Risks associated with climate transition alone do not threaten financial stability, according to ECB and EU supervisory authorities

Transition risks alone are unlikely to threaten financial stability. However, when transition risks are combined with macroeconomic shocks, they can increase losses for financial institutions and may lead to disruptions”, according to the ECB and the European financial supervisory authorities (EBA, ESMA, EIOPA) in a report published on Tuesday 19 November.

This report presents the results of a stress test of the financial sector against the ‘Fit for 55’ legislative package, which aims to reduce the European Union’s emissions by 55% by 2030 in order to achieve climate neutrality by 2050.
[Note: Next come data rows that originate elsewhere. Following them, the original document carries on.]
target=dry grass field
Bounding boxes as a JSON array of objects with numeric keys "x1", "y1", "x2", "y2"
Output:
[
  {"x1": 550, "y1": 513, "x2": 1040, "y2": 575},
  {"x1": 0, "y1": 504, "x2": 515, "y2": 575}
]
The simulation by the EU institution and authorities incorporates three scenarios: - a baseline scenario modelling the integration of the 'Fit for 55' package by the financial sector in a favourable economic environment; - an adverse scenario focusing on short-term climate-related risks in the form of asset price corrections triggered by a sudden reassessment of transition risk (known as the ‘run on brown’); - a second scenario, even more unfavourable than the previous one, combines the same climate-related risks with additional macroeconomic stress factors, including geopolitical risk.

Cautioning against the uncertainty associated with the methodology, the authors of the test analyse the direct impact of the three scenarios on the part of the financial sector under scrutiny (110 banks, 2,331 insurance companies, 629 pension funds, 22,000 European investment funds) as well as the second-round effects in the event of contagion to the financial system.

The results disclosed include losses on equity of between 5.2% and 6.7% for the insurance and banking sectors respectively (adverse scenario 1). The overall direct loss for the market segment analysed would be €1.46 billion (5.98%).

Under the second, even more unfavourable scenario, losses would range from 10.9% for the banking sector to 21.5% for pension funds. The direct loss to the financial sector is estimated at €3.87 billion (15.80%).

Although sizeable, the impact of these losses on financial institutions’ capital is expected to be mitigated by factors such as banks’ income, insurers’ and occupational pension funds’ liabilities, and cash holdings by investment funds that were not included in the assessment”, the authors qualify.